[気学・家相・方位・鬼門・張り出しと欠け込み・暗剣殺・五黄殺・祐気・相性・・・・・・・その他いろいろ]


気学の話し] [家相の話し] [方位の話し] [気学よもやま話し]   



私は占が嫌いです

 私が「気学」 というものを知ったのは34.5歳のころ、当時繊維関係の商売をしていましたが、大阪万博の後にやって来た不況をまともに受け、倒産の二文字が頭に浮かんでは消えという状態に追い込まれていました。そんなとき、ある人に紹介されたのが気学の大家である戸咲妙隆(隆子)先生でした。
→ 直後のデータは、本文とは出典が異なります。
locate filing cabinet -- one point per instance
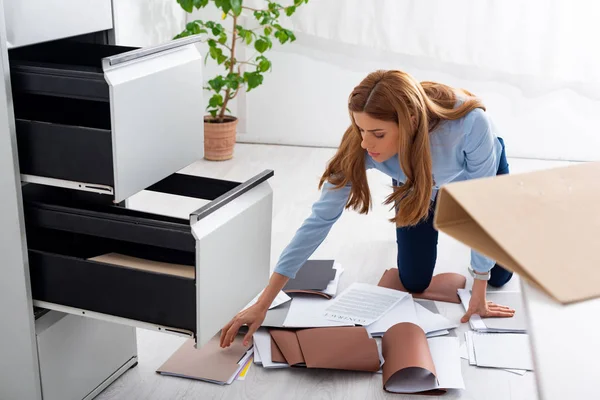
(104, 118)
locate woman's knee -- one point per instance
(499, 276)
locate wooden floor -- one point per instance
(364, 245)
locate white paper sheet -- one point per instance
(503, 350)
(467, 349)
(470, 347)
(262, 340)
(432, 322)
(446, 358)
(437, 333)
(279, 300)
(362, 304)
(332, 287)
(403, 311)
(306, 311)
(257, 358)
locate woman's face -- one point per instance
(379, 138)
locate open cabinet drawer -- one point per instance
(108, 119)
(149, 270)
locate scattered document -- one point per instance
(403, 311)
(432, 322)
(446, 358)
(279, 300)
(503, 350)
(470, 355)
(244, 371)
(307, 311)
(332, 287)
(362, 304)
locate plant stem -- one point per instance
(231, 64)
(251, 9)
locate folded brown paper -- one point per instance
(345, 348)
(443, 287)
(288, 345)
(408, 366)
(542, 225)
(186, 271)
(208, 363)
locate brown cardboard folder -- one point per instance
(346, 348)
(542, 225)
(443, 287)
(410, 362)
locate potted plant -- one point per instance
(220, 127)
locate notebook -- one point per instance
(210, 363)
(313, 277)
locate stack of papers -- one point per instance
(317, 277)
(490, 350)
(423, 313)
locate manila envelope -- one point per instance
(542, 225)
(344, 348)
(443, 287)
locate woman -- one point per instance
(422, 135)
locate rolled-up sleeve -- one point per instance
(481, 160)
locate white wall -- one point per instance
(303, 101)
(542, 92)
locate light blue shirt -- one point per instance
(461, 149)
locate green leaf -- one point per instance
(187, 5)
(290, 10)
(236, 6)
(200, 3)
(215, 101)
(248, 36)
(253, 79)
(224, 5)
(261, 45)
(263, 63)
(282, 36)
(217, 83)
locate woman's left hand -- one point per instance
(479, 305)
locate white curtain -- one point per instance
(545, 39)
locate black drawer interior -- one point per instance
(62, 68)
(61, 273)
(64, 138)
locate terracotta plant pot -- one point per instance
(219, 138)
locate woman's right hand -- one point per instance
(253, 316)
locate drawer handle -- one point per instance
(229, 196)
(147, 51)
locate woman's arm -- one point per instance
(481, 160)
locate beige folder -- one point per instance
(542, 225)
(209, 363)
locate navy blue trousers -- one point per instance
(417, 249)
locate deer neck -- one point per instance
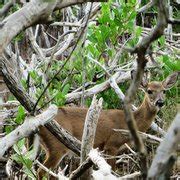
(145, 114)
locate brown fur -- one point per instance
(72, 119)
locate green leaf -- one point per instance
(8, 129)
(65, 89)
(20, 115)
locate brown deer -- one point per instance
(72, 119)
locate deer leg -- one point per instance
(51, 162)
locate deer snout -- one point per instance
(160, 103)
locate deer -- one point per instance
(106, 139)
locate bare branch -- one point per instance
(90, 130)
(104, 168)
(6, 8)
(30, 125)
(165, 155)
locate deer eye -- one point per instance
(149, 91)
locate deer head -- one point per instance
(155, 91)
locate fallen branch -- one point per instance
(30, 125)
(90, 130)
(165, 155)
(104, 171)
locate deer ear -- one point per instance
(170, 80)
(145, 78)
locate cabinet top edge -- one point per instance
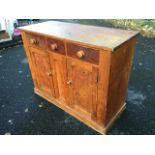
(100, 37)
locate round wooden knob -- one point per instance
(54, 46)
(33, 41)
(80, 54)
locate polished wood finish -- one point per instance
(83, 53)
(36, 41)
(82, 85)
(83, 34)
(56, 46)
(86, 77)
(43, 70)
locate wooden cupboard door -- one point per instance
(82, 84)
(60, 76)
(43, 71)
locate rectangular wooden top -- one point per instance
(109, 38)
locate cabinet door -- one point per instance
(43, 70)
(59, 65)
(82, 84)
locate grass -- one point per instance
(145, 26)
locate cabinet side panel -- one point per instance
(103, 81)
(121, 61)
(25, 44)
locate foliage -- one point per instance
(145, 26)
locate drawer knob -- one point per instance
(49, 73)
(33, 41)
(69, 82)
(54, 46)
(80, 54)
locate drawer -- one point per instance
(83, 53)
(56, 46)
(36, 41)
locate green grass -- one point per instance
(145, 26)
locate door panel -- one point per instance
(60, 76)
(82, 83)
(43, 70)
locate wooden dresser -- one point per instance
(83, 70)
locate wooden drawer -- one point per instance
(55, 45)
(36, 41)
(83, 53)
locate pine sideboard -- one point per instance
(82, 69)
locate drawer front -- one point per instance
(36, 41)
(56, 46)
(82, 53)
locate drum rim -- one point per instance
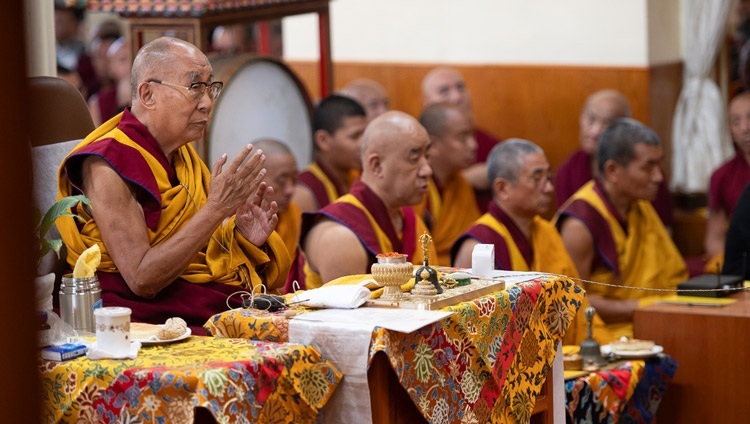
(297, 81)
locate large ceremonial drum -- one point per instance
(262, 98)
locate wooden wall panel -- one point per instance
(20, 390)
(539, 103)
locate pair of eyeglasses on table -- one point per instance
(196, 89)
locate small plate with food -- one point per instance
(175, 329)
(632, 348)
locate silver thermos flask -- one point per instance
(78, 299)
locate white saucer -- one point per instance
(153, 341)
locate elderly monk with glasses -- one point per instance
(176, 238)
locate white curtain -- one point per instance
(700, 139)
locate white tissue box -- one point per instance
(63, 352)
(483, 260)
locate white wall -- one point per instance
(566, 32)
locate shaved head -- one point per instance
(356, 88)
(616, 101)
(155, 57)
(444, 84)
(394, 159)
(370, 94)
(387, 130)
(599, 110)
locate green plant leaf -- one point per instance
(60, 208)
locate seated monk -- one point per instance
(612, 231)
(370, 94)
(281, 174)
(445, 84)
(338, 124)
(727, 183)
(599, 110)
(737, 250)
(450, 206)
(521, 181)
(375, 217)
(176, 239)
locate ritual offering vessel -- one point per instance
(392, 271)
(429, 272)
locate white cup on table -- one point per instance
(113, 329)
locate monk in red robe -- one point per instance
(599, 110)
(612, 231)
(524, 241)
(376, 216)
(450, 205)
(176, 239)
(445, 84)
(727, 182)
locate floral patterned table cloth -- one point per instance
(628, 393)
(485, 363)
(237, 380)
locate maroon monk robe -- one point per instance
(576, 171)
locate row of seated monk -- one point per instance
(178, 238)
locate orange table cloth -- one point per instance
(485, 363)
(237, 380)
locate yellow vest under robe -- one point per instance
(647, 257)
(212, 264)
(453, 211)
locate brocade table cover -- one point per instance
(238, 380)
(629, 393)
(485, 363)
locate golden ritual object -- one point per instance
(432, 276)
(424, 287)
(392, 271)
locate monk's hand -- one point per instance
(256, 218)
(233, 185)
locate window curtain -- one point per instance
(700, 137)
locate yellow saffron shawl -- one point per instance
(227, 258)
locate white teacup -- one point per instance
(113, 329)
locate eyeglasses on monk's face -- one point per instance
(196, 89)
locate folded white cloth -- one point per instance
(45, 285)
(96, 352)
(341, 297)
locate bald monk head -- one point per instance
(444, 84)
(368, 93)
(395, 169)
(599, 110)
(281, 167)
(394, 159)
(173, 91)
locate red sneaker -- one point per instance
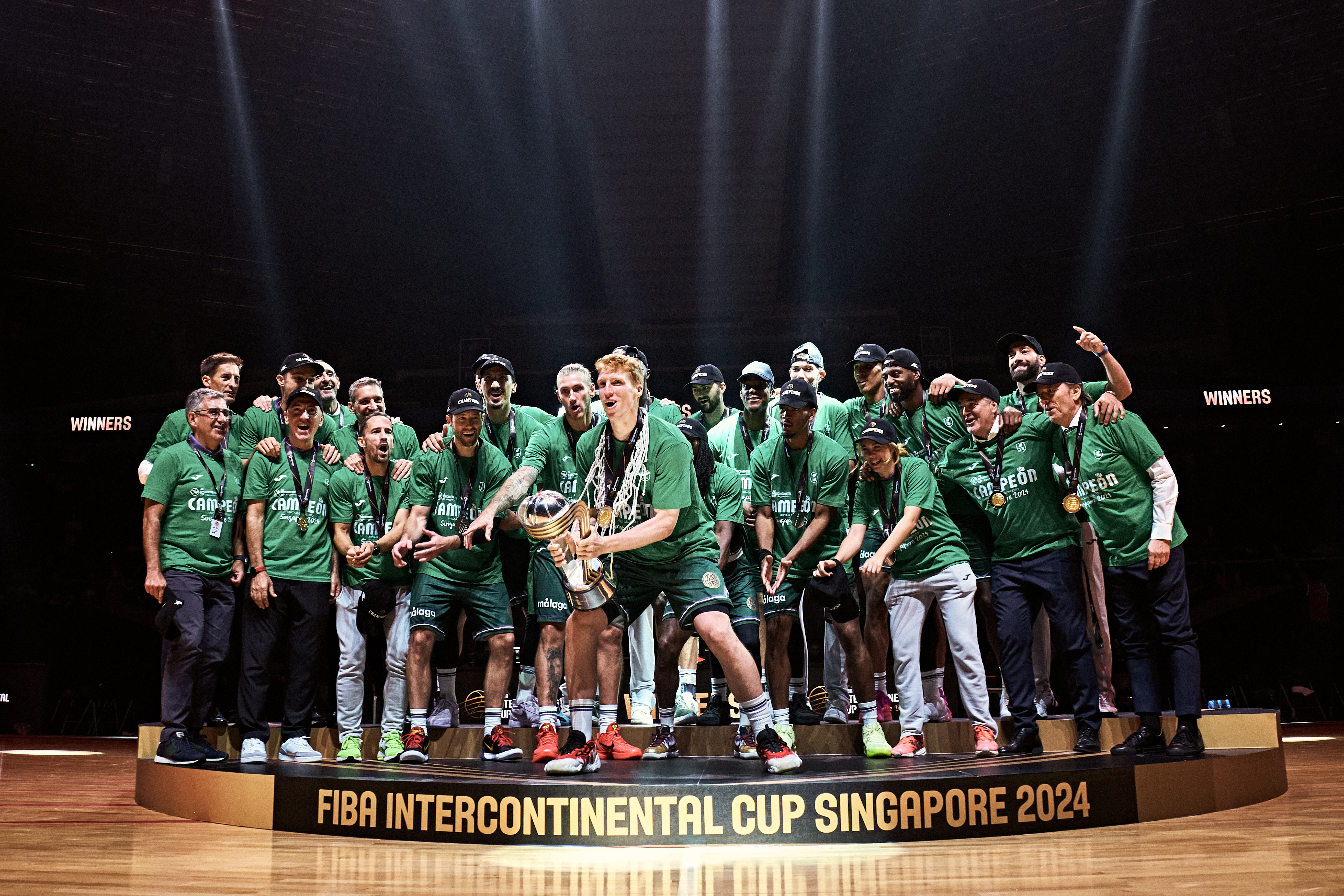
(611, 745)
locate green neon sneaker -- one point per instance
(390, 747)
(875, 742)
(351, 750)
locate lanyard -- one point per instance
(513, 434)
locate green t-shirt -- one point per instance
(1034, 519)
(775, 483)
(1115, 485)
(185, 488)
(350, 504)
(288, 551)
(945, 428)
(439, 483)
(257, 425)
(670, 485)
(935, 545)
(405, 443)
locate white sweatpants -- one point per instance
(909, 601)
(350, 675)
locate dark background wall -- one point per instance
(388, 183)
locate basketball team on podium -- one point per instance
(916, 518)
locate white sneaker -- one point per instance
(526, 714)
(444, 714)
(299, 750)
(255, 750)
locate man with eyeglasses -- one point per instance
(194, 545)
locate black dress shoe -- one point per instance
(1025, 742)
(1143, 741)
(1187, 742)
(1088, 741)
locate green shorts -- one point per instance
(744, 585)
(433, 600)
(693, 586)
(546, 592)
(979, 539)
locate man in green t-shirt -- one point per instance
(654, 522)
(369, 514)
(221, 373)
(1037, 561)
(448, 491)
(1121, 478)
(707, 389)
(194, 543)
(296, 577)
(800, 490)
(928, 566)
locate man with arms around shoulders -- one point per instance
(194, 545)
(296, 577)
(369, 512)
(1121, 476)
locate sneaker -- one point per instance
(1186, 742)
(987, 743)
(351, 749)
(611, 745)
(909, 746)
(209, 749)
(414, 746)
(775, 753)
(687, 708)
(800, 712)
(874, 741)
(179, 752)
(937, 708)
(716, 712)
(663, 745)
(526, 714)
(548, 743)
(255, 750)
(445, 712)
(299, 750)
(577, 758)
(499, 746)
(390, 746)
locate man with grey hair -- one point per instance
(194, 546)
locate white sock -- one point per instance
(581, 718)
(448, 683)
(756, 712)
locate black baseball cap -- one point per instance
(976, 388)
(705, 375)
(902, 358)
(799, 393)
(300, 359)
(464, 401)
(487, 359)
(693, 429)
(881, 432)
(1007, 341)
(869, 354)
(1058, 373)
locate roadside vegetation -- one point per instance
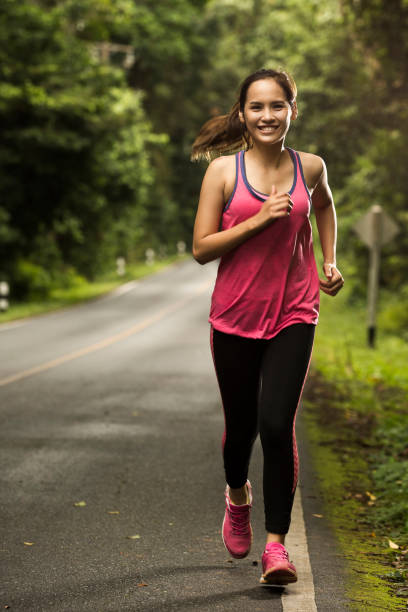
(82, 290)
(356, 411)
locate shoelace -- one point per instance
(278, 553)
(239, 523)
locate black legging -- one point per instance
(261, 382)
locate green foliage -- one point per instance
(30, 280)
(75, 149)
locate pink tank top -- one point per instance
(270, 281)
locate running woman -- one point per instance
(253, 213)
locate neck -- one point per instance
(267, 155)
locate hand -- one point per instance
(334, 281)
(275, 206)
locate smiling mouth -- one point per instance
(267, 128)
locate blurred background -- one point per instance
(100, 101)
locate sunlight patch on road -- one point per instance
(106, 341)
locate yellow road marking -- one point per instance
(106, 342)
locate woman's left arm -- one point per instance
(326, 221)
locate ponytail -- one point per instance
(219, 135)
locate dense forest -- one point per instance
(100, 101)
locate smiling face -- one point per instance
(267, 112)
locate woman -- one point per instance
(265, 303)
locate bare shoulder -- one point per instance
(313, 168)
(222, 165)
(222, 171)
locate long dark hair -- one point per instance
(225, 133)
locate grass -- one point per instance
(357, 419)
(84, 291)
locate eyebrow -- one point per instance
(273, 102)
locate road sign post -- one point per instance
(375, 228)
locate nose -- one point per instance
(268, 114)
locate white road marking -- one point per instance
(300, 596)
(7, 326)
(106, 341)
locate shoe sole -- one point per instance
(235, 556)
(278, 577)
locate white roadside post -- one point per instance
(4, 292)
(121, 266)
(181, 248)
(149, 254)
(375, 229)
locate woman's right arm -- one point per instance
(208, 242)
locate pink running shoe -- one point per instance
(236, 528)
(277, 569)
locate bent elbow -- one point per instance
(198, 256)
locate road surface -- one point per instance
(111, 473)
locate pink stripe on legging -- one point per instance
(295, 453)
(212, 353)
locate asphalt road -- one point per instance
(115, 404)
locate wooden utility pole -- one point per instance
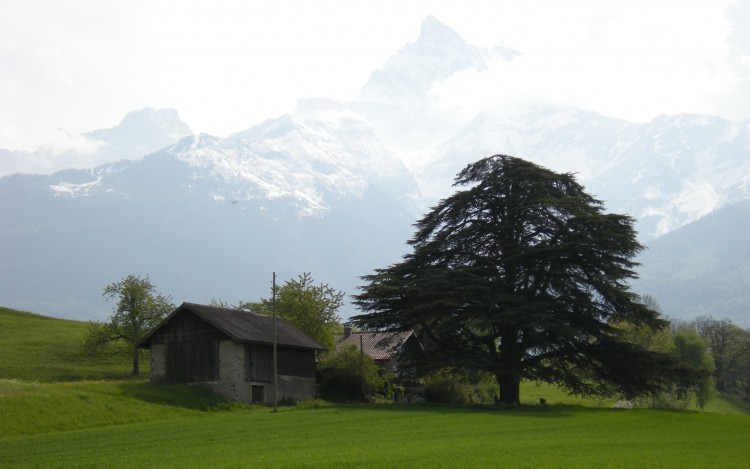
(275, 368)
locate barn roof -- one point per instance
(377, 345)
(243, 326)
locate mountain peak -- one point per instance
(165, 120)
(437, 36)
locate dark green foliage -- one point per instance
(349, 376)
(690, 349)
(139, 309)
(729, 345)
(519, 275)
(447, 388)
 私の母は飼い犬がいなくなっても相談に行くほどの占い好きで、体が弱かった私は成人するまでに三回も改名させられたことがあって、その反動なのでしょう、私は神頼みと占いは大嫌いでした。しかし当時の私としては考え得ることはすべてし尽くし、相談する人には相談し尽くした後で、精神まで病むような気がしていましたから、そういうことに頓着する余裕もなく伺いました。
その後教えをうけることになるとは夢にも思わずに・・・・・・・・

 あらかた相談が終わったところで私の心を見抜いたかのように、「気学は占いではなく、東洋哲学です。貴方なら必ず役に立てることが出来るはずだから勉強に来なさい」といわれたのです。「方位を取る」ことを教えられ、師の「気学は哲学である」という言葉が私の心にいつまでも残り、その後入門をお願いしました。

 その後許しを頂くまで7年余の間、一時期は師匠の運転手兼カバン持ちとして実地の鑑定をも見習い、昭和58年から本格的に自宅で現業を始めました。丁度その頃だったと思うのですが、中年オバさん(その当時は)の捻り出した「○○占術」が出現して、第何次かの占いブームがやってきました。

 以前から占いを取り上げたテレビ番組はあったが、それらには歴史があってそれなりに認められていたものだから、占いは嫌いでも特に抵抗感はありませんでした。しかし、皿を割ったりオルガンを弾くなどという、マンガのような占いをテレビで見て、気学もこんな下らないものと一緒に占いに分類されているかと思った瞬間、その場に誰もいないのに恥ずかしさで顔にほてりを感じ、私の占い嫌いは一挙に増幅しました。

 以来、実際の鑑定例を基に研究を続けると共に、タウン紙や郷土誌などに家相や方位について雑文を書いてきました。そのためか、二割程度の対人関係や経営関係等の人事相談はあるものの、何時しか周囲から「家相」「方位」の専門家として見られるようになり今日に至りました。

 お陰様で占いという言葉に対する嫌悪感は褪せたと思った矢先、今度は気学を改造?したと思われる某建築家による「風水」なるものが出現。
そして道理に合わない「風水気学」が・・・・・・・・。
真剣に気学を学んだものなら恥ずかしくて出来ないことなのにと思う反面、彼らは中々の商売人と感心している今日この頃です。